More issues: Equals() is called on almost all anchors when they're removed in order to do ResetLinkState() (via UnregisterVisitedCallback()). EqualsInternal() is complex enough that it may be tricky to avoid doing the full parsing for, though again I may be able to handle a subset without a full parse.
So we've been pondering attempting to replace our URL parsing wholesale with a wrapper we'd write around http://code.google.com/p/google-url/ I'm wondering how much that work would stomp on the work being done here.
stomp on? Almost totally. :-) Also on bug 125608 that I'm waiting on a final review from bz on. What's the relative performance vs nsStandardURL/etc? Both on initial creation and normalization/canonicalization? How much of a disconnect is there in the APIs? There are a lot of "modify this piece of the URL" functions in nsStandardURL, though not all of them are used. What's the timeframe/likelihood?
In any case, my investigative patch is finally showing some promise.

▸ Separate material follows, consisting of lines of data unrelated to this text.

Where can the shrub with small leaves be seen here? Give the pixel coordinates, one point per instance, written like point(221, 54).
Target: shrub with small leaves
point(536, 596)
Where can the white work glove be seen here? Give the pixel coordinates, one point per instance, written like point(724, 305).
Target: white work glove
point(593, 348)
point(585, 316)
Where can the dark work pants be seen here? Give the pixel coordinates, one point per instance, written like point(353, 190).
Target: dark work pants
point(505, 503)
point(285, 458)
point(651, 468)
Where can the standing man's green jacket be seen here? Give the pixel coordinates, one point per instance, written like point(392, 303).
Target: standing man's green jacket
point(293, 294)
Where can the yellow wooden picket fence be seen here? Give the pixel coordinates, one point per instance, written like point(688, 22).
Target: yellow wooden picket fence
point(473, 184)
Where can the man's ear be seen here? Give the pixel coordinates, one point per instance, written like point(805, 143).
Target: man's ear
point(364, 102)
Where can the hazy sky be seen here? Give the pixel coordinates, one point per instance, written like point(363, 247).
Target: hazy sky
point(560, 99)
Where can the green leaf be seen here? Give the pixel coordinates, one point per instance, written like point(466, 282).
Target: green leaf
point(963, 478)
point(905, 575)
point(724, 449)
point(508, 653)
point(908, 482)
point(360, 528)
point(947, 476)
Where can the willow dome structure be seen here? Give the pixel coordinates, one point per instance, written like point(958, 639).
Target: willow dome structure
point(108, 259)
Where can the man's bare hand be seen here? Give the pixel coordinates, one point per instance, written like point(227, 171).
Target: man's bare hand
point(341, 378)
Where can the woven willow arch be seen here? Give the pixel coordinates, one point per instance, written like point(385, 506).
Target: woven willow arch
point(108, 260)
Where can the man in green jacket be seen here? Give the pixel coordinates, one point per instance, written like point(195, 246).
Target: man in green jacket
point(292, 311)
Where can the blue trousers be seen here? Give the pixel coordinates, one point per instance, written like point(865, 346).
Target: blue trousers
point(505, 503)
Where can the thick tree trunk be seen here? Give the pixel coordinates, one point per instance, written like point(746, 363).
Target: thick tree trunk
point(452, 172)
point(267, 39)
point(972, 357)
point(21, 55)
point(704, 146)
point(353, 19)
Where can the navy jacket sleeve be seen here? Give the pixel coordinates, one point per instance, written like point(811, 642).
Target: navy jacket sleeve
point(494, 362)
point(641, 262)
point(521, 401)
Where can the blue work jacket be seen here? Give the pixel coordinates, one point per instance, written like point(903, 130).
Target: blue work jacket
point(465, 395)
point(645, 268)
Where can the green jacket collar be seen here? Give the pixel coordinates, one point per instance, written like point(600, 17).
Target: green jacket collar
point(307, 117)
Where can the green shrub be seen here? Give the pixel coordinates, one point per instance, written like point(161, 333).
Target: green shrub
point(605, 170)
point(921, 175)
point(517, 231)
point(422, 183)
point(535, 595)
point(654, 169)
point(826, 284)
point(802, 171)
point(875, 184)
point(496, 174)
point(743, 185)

After tweaking Equals to both short-circuit the same pointer being passed (frequent), and to string-compare if the URLs are already normalized at creation time (and we're including the ref in the Equals), my Dromaeo test only parses 3000 of 300000 URLs; my semi-real-world test (bunch of bugzilla, mozilla docs, a few jprofs, etc) parses 16000 of 35000 URLs (9000 of those are lazy parses - I may be able to significantly reduce them).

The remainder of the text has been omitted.